To evaluate the given complex fraction ` (1/x-x/(x^(-1)+1))/(5/x)` , we may simplify first the part `x/(x^(-1)+1)` .

Apply Law of Exponent: `x^(-n)=1/x^n` .

Let` x^(-1)= 1/x^1` or ` 1/x` .

`x/(1/x+1)`

Let `1=x/x` to be able to combine similar fractions.

`x/(1/x+x/x)`

`x/((1+x)/x)`

Flip the fraction at the bottom to proceed to multiplication.

`x*x/(1+x)`

`x^2/(1+x)`

Apply `x/(x^(-1)+1)=x^2/(1+x)` , we get:

`(1/x-x/(x^(-1)+1))/(5/x)`

`(1/x-x^2/(1+x))/(5/x)`

Determine the LCD or least common denominator.

The denominators are `x` and `(1+x)` . Both are distinct factors.

Thus, we get the LCD by getting the product of the distinct factors from denominator side of each term.

`LCD =x*(1+x) or x+x^2`

Maintain the factored form of the LCD for easier cancellation of common factors on each term.

Multiply each term by the `LCD=x*(1+x)` .
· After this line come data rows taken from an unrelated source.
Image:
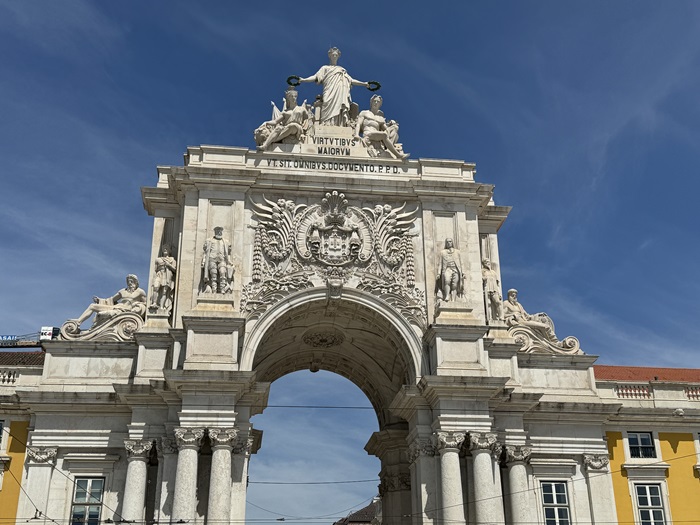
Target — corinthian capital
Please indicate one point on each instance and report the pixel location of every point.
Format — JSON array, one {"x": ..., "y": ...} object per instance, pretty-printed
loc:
[
  {"x": 420, "y": 447},
  {"x": 138, "y": 448},
  {"x": 485, "y": 441},
  {"x": 42, "y": 454},
  {"x": 517, "y": 454},
  {"x": 595, "y": 461},
  {"x": 223, "y": 437},
  {"x": 188, "y": 437},
  {"x": 448, "y": 440}
]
`(1/x*x*(1+x)-x^2/(1+x)*x*(1+x))/((5/x)x*(1+x))`

Cancel out common factors to get rid of the denominators.

`(1*(1+x)-x^2*x)/(5*(1+x))`

Apply distribution property.

`(1+x-x^3)/(5+5x)`

or` -(x^3-1-x)/(5x+5)`

The complex fraction `(1/x-x/(x^(-1)+1))/(5/x)` simplifies to `(1+x-x^3)/(5+5x)`